Shouldn’t everyone be entitled to this? The answer is surely ‘yes’. However a report by the Care Quality Commission this year ‘A different ending: Addressing inequalities in end of life care’ says that palliative care should be personalised and tailored to each person’s needs  – yet some marginalised people (e.g. those who are homeless or living in poverty, who have mental health problems , refugees and asylum seeker, lesbian, gay bisexual and transgender comunities)get poorer care because there is a lack of awareness and understanding about their individual needs. Steps need to be taken to redress this says the CQC.

Palliative Care Expert Jane Carpenter is doing just this. She is the Macmillian clinical outreach nurse specialist for the Macmillan Cancer Care and St Helena ‘Safe Harbour Project’ set up in February this year see It’s a ground-breaking service which aims to increase good end of life care (this means letting people know what is on offer, their options, organising appropriate services and support, in the hope of avoiding crisis management and inappropriate hospital admission) to people who are marginalised  and may feel rejected and alienated by society.

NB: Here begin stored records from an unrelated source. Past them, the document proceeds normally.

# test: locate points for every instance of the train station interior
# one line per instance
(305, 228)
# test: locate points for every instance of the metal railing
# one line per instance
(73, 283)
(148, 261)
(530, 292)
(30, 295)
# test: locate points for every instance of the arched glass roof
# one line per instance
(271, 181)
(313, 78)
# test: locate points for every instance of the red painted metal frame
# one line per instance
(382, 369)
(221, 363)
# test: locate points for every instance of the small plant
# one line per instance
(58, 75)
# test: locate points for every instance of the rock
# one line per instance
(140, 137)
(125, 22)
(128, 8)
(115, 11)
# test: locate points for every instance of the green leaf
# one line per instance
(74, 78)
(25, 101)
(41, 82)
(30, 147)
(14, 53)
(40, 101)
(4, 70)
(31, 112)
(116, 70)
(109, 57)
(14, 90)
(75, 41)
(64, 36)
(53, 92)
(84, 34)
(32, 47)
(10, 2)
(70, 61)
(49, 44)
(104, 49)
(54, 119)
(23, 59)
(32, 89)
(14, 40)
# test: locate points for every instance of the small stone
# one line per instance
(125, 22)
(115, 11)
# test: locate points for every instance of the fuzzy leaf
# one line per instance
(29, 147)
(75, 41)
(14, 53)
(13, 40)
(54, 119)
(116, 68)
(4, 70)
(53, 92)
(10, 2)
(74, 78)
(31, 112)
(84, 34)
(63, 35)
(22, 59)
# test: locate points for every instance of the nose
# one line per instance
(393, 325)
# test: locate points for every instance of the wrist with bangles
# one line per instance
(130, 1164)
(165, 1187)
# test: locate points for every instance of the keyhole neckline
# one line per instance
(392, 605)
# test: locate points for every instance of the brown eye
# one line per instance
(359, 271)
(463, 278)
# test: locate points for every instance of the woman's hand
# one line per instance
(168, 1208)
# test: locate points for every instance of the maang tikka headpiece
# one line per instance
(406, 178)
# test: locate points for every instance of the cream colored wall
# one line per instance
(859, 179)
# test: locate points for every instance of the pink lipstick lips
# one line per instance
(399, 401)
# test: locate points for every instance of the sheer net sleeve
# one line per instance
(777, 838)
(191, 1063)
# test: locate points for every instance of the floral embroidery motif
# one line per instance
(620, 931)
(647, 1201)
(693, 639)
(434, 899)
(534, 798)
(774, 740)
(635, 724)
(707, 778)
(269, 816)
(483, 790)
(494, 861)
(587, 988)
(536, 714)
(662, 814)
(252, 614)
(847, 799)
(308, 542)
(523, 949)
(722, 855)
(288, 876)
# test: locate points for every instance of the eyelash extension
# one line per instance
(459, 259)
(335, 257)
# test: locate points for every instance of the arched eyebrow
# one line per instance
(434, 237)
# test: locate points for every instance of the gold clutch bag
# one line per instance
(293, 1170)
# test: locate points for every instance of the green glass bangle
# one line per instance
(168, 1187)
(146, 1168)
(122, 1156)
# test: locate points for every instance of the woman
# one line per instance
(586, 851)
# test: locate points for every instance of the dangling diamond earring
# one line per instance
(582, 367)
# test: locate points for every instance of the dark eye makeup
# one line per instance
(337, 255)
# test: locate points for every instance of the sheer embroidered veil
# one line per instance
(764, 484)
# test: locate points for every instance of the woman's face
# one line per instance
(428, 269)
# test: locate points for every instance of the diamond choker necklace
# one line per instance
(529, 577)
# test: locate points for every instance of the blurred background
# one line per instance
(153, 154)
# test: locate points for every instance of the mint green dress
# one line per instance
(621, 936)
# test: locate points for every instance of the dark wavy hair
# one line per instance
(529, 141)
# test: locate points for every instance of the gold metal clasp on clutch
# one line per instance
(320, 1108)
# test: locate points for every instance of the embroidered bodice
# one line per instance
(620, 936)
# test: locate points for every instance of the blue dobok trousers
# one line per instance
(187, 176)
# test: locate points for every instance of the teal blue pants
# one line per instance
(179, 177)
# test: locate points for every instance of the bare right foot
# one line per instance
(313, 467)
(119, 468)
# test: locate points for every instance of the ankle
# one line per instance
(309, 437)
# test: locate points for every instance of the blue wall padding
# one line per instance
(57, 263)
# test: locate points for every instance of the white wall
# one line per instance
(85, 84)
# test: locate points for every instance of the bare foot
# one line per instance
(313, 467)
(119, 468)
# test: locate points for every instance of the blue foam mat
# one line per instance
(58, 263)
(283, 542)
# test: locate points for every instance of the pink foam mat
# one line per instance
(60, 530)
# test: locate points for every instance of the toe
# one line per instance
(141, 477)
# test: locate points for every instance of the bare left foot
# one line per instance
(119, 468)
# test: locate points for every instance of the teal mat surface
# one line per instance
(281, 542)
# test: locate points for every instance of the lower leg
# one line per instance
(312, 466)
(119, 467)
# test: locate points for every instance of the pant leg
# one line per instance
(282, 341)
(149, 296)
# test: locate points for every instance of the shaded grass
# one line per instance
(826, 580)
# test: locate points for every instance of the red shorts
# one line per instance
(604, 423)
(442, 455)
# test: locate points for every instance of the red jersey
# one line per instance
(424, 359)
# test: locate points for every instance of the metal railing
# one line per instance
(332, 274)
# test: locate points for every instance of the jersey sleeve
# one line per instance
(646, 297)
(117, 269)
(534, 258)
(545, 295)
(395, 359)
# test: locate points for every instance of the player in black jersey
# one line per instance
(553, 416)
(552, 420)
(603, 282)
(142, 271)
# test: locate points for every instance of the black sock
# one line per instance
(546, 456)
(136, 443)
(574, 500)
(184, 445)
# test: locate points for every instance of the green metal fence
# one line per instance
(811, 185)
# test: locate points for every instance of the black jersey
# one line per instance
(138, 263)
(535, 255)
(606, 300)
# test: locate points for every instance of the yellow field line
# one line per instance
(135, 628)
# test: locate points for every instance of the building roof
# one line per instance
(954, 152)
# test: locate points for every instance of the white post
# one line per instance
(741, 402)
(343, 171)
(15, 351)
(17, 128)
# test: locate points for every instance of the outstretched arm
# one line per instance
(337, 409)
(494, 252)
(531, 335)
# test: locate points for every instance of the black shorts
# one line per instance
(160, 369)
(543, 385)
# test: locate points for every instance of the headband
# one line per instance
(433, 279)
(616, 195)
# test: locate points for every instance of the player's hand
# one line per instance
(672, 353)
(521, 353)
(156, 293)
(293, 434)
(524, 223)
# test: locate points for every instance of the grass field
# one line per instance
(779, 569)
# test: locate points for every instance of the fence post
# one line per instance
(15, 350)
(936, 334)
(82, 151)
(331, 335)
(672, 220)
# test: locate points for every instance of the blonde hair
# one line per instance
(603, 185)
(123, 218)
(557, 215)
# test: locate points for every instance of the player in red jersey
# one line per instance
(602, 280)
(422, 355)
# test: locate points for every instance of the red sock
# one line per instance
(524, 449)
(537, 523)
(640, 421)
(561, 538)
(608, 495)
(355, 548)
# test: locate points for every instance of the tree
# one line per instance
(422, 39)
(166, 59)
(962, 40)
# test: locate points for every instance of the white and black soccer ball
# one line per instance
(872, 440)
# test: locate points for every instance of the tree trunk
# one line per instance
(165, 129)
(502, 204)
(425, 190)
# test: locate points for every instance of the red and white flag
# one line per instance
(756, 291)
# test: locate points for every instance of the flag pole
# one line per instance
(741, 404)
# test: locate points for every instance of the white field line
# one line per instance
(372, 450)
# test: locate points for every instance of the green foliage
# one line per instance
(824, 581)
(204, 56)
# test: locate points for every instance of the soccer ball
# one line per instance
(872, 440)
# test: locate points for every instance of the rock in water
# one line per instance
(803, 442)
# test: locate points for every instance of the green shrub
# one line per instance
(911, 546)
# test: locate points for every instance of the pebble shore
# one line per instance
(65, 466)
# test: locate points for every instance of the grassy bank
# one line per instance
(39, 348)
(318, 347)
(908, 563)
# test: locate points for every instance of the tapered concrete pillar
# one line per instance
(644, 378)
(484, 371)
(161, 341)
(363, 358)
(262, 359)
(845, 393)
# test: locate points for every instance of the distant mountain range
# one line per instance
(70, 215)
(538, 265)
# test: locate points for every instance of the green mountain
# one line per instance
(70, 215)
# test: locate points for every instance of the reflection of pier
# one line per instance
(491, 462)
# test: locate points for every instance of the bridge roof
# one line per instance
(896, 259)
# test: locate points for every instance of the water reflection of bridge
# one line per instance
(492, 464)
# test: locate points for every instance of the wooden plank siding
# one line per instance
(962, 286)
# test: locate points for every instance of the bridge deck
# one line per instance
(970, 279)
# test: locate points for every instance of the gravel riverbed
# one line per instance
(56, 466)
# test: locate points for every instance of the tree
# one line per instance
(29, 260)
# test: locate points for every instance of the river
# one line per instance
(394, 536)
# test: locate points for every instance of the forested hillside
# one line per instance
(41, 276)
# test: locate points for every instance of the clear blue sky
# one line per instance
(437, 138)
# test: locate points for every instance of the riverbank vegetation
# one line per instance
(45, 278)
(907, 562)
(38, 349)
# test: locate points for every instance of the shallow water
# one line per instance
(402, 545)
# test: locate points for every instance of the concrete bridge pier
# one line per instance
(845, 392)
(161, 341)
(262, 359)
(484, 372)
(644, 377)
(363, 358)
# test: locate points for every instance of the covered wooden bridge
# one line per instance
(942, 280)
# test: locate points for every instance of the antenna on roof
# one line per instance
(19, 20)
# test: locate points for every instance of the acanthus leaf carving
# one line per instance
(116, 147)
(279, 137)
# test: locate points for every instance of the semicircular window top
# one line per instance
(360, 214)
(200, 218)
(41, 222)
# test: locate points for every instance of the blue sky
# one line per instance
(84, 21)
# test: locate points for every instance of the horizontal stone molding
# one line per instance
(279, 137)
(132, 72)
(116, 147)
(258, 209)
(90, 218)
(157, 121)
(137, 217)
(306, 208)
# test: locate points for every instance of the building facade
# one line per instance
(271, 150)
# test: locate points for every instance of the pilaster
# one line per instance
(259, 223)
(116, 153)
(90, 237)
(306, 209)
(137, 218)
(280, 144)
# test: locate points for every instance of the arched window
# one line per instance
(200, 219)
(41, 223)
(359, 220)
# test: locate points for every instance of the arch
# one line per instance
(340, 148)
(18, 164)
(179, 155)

She goes to where her clients are which means working across boundaries and working in NHS settings, in the community and with voluntary groups.  Her most important task is to build a relationship with each person based on trust and respect and to understand that those she is reaching out to have often suffered huge losses and may well be deeply  suspicious of her. Her aim is to have an open mind set her judgements to one side and to apologize if she’s got something wrong and to say let’s start again.